Assess: breathing, heart rate, tone
Breathing: Is the baby making respiratory effort? Crying? Gasping? Heart rate: Feel the umbilical cord base or auscultate. Is it >100, 60-100, or <60? Tone: Is the baby floppy or moving?
If breathing well and HR >100 → routine care with parents. If not breathing or HR <100 → proceed to airway and breathing.
If Not Breathing (Golden Minute)
Airway - Neutral position
Position the head in the neutral position (not hyperextended like adults). A small roll under the shoulders may help. Neonates have large occiputs that flex the neck - avoid this.
Suction if meconium/secretions visible
Only suction if you can see secretions obstructing the airway. Routine suctioning is not recommended - it delays ventilation and can cause vagal bradycardia. If meconium is present and baby is vigorous, no special intervention needed. If meconium and floppy, consider direct laryngoscopy and suction under vision.

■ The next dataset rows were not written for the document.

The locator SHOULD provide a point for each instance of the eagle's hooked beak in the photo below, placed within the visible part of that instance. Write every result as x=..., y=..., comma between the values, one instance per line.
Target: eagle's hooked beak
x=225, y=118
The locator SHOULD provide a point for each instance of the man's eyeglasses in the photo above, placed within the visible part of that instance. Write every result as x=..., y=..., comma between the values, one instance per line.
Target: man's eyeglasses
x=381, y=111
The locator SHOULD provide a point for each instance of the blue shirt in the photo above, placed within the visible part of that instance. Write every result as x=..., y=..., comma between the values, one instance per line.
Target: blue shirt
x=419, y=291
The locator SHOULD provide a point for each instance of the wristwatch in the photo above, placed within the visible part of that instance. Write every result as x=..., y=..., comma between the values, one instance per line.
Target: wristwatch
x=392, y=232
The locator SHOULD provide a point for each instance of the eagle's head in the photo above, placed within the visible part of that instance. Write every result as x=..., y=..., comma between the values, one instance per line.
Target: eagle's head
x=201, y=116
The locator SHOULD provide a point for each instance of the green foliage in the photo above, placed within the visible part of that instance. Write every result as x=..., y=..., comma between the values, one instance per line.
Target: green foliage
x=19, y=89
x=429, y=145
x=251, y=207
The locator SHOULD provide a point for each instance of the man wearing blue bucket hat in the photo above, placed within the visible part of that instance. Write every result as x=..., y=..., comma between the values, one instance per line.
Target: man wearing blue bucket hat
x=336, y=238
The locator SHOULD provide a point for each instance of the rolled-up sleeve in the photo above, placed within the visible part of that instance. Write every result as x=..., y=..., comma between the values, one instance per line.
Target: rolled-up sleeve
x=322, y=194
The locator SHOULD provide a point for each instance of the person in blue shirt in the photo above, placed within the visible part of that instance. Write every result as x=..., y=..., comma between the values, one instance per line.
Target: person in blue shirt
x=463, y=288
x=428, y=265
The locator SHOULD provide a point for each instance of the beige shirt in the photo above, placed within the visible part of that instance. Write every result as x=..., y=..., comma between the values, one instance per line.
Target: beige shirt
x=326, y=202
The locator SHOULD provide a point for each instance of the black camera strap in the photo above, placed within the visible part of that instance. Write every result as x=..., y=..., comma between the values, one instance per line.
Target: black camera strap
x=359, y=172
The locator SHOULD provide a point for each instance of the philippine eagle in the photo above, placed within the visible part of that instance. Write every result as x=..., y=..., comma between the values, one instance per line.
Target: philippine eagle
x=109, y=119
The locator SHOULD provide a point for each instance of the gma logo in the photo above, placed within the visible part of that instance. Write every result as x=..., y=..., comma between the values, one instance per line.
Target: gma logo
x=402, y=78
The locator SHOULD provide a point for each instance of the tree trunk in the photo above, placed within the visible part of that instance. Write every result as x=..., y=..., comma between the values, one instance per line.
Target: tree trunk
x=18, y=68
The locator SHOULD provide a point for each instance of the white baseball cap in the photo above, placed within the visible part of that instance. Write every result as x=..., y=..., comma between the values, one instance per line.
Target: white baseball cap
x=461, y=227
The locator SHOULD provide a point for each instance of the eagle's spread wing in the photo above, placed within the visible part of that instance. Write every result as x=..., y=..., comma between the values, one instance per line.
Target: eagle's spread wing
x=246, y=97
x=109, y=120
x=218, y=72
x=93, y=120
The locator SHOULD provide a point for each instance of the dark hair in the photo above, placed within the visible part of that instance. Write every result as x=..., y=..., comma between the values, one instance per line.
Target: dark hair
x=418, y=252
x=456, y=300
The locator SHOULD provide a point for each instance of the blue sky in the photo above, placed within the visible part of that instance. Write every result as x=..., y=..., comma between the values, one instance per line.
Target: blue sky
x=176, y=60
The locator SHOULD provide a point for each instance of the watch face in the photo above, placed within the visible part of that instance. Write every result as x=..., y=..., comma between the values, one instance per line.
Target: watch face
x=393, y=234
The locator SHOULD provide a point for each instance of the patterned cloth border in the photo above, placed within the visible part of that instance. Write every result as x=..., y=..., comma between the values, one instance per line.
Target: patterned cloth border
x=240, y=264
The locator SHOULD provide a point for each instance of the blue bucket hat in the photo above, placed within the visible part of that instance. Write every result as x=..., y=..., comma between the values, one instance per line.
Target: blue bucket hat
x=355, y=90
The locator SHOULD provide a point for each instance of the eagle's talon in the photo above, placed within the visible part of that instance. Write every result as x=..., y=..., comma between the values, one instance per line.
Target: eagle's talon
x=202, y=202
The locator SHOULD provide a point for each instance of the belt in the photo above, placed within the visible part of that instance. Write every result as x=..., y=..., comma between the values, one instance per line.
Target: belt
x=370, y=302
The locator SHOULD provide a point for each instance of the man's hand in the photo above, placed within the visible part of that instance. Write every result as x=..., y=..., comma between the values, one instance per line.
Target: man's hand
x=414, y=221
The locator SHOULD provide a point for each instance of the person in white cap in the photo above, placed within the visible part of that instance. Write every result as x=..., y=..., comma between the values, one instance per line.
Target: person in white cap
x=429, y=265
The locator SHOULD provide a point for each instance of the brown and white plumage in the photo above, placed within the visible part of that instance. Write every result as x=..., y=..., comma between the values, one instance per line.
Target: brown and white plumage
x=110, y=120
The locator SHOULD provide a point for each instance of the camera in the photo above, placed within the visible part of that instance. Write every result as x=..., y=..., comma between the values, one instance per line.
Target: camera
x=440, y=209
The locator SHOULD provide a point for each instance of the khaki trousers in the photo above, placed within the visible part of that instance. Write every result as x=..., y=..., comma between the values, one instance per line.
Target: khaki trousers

5 inflation breaths (sustained 2-3 sec each)
The first breaths are inflation breaths - longer than normal breaths to help open the fluid-filled lungs. Use 30 cm H2O pressure (term) or 25 cm H2O (preterm). Hold each breath for 2-3 seconds. Watch for chest rise.
If no chest rise after 5 breaths:
- Reposition the head (neutral)
- Consider two-person jaw thrust
- Look in the mouth for obstruction
- Consider oropharyngeal airway or laryngoscopy
If HR <60 After 30 Seconds Ventilation
Circulation - 3:1 ratio
Only start compressions if HR remains <60 despite 30 seconds of effective ventilation (you've seen chest rise). Continuing poor ventilation with compressions is pointless - fix the airway first.
Technique (encircling hands):
- Stand at the baby's feet
- Encircle the chest with both hands
- Place both thumbs on the lower third of sternum (just below nipple line)
- Compress 1/3 of chest depth
Ratio and rate:
- 3 compressions : 1 ventilation
- 120 events per minute total (90 compressions + 30 breaths)
- Count: "One-two-three-BREATHE"
Reassess
After 30 seconds of compressions, pause to check HR. If >60, stop compressions but continue ventilation. If still <60, continue compressions and prepare for drugs.
Drugs (Rarely Needed)
Adrenaline
Only consider if HR remains <60 despite effective ventilation AND chest compressions for at least 30 seconds.
IV/IO route (preferred): 10-30 mcg/kg (0.1-0.3 mL/kg of 1:10,000) ETT route: 50-100 mcg/kg (0.5-1 mL/kg of 1:10,000) - less reliable absorption
Give via umbilical venous catheter if IV needed. May repeat every 3-5 minutes.
Volume
Consider 10 mL/kg crystalloid or blood if suspected hypovolaemia (pale, poor perfusion despite effective resuscitation).
When to Stop
Consider stopping resuscitation if:
- No heartbeat detected after 20 minutes of continuous effective resuscitation
- Discussion with senior team and family
- No reversible cause identified
Document the discussion and decision clearly.